Saturday morning it was also taken away.

Leaving just a spare scoop sitting by the side of the access road. And that was that for the week.

The Build, Day 7

The demolitions began with a weeks worth of fencing the whole site as is the normal procedure. So counting working days from then, it’s day 7. My son kindly let me know that the whole construction industry in this country (Australia) uses the same calendar where 9 day working weeks and flexi-days are concerned.

So when I said on Monday nothing is happening, where are they? He said, they’ll be doing something on another site.

Well, they’re back today. At 8.30 AM a huge semi dump truck backed into Carinya’s main street, looking bigger than normal due to the littleness of the houses. That starting time, by the way, is due to the work being in a residential area. Normal construction industry starting times are 6.30 AM, or even 6 AM. An early start makes sense in spring summer and autumn, when temperatures may be over 30 Celsius.
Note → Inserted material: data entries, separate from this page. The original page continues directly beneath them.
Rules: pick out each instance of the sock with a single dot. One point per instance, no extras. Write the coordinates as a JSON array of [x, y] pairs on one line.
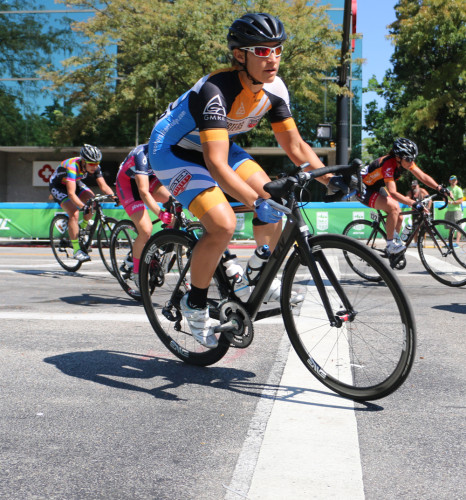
[[197, 298], [76, 246]]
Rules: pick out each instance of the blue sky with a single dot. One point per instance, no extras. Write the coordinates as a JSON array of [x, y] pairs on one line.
[[372, 20]]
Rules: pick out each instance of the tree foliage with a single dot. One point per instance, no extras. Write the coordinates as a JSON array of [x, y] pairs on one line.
[[164, 47], [425, 91]]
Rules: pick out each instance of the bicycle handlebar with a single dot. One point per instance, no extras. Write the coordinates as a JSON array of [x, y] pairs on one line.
[[283, 187]]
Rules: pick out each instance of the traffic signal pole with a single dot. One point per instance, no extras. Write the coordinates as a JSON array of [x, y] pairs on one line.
[[342, 100]]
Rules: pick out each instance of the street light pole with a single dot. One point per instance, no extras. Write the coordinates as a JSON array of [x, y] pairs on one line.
[[342, 100]]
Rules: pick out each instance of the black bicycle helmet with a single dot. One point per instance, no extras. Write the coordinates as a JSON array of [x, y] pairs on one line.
[[405, 148], [91, 153], [254, 29]]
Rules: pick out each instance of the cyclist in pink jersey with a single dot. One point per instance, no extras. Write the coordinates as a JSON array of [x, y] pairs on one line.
[[68, 189], [138, 188]]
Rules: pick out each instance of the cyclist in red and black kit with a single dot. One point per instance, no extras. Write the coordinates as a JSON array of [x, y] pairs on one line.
[[68, 189], [379, 178], [138, 188]]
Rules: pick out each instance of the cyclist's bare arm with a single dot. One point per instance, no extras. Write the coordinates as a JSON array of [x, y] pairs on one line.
[[424, 178], [71, 190], [142, 182], [300, 152], [104, 187], [216, 158]]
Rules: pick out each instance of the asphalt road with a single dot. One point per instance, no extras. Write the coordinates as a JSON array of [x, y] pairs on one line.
[[93, 406]]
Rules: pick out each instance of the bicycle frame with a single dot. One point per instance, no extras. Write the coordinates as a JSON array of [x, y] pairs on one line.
[[295, 232]]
Yesterday, at 35 degrees C (95 Fahrenheit) from about 11 AM here, would’ve been unbearable, with the humidity quite high too. Today temperatures are back in the mid twenties.
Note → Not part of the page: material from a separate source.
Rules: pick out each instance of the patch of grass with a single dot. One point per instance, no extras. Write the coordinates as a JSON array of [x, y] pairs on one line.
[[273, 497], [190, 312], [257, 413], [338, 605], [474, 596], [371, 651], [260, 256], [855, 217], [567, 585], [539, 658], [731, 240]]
A couple of men in orange hi vis shirts unloaded maybe two dozen tires. And it’s only because I saw a clip about an archeological site in the Orkneys being covered with black plastic, with ‘retired’ tires to weight it down, that I realized the tires in the present scene must be to prevent a load of dust and rubble being blown all over the highway.

Sometimes it boggles my mind that old tires are being used for that purpose all over the world. One of the joys of the internet: good ideas spread as fast as bad ones.
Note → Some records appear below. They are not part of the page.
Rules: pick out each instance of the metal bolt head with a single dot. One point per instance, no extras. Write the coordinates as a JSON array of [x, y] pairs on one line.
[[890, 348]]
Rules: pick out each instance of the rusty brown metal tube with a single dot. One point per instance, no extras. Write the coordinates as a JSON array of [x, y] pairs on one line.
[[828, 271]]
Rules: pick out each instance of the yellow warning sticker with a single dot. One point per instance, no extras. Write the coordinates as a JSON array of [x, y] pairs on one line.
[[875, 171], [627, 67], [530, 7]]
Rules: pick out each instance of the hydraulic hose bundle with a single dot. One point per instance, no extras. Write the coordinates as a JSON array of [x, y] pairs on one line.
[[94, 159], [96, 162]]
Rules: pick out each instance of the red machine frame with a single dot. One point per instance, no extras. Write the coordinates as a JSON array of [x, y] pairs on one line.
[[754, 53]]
They dumped a pile of concrete rubble at the end of the street, next to the mysterious hedge that is still there. All the other vegetation were massacred except the hedge? I need a site informant.

A large front end loader is at work at the lower (eastern) edge of the site, In the elbow on the map, filling that same truck with rubble and broken cement it’s scraping up from–I suspect–the forecourt. I’m going by what I can hear, in this instance.

I need to try and retrieve the map of the area we were all sent a couple of weeks ago … got it!

Well, it’d be better upside down, because that’s the way I’m looking at it and taking photos. I shall endeavor to do magic with various software. I’d like to put on treasure-island-style crosses to indicate where the work is being done. Watch this space.

The Build, Days 1+2

Day two of the demolition stage … a brand spanking new machine is busy taking out the vegetation so carefully nurtured by the gardening crew only a few days ago.

Someone could’ve saved themselves a swag of money, time and useless busy work if they only worked together.

When I watch a machine like that at work, I always wonder whether a couple of men on the ground couldn’t do that work more efficiently.

Chainsawing the shrubs, stacking them on a pile or dragging them to a truck. There aren’t any real trees in that section. How can it be cheaper?

Yes. Don’t worry. That was a rhetorical ‘big world’ question. I realise that by the time an employer pays humans their holiday pays, sickness benefits and super, one driver is cheaper than three laborers.

By ‘big world’ I mean the ESG costs as well as just running a demolition company.

E = environmental; S = social; G = governance … I’m still in the dark about the significance of the last one. You?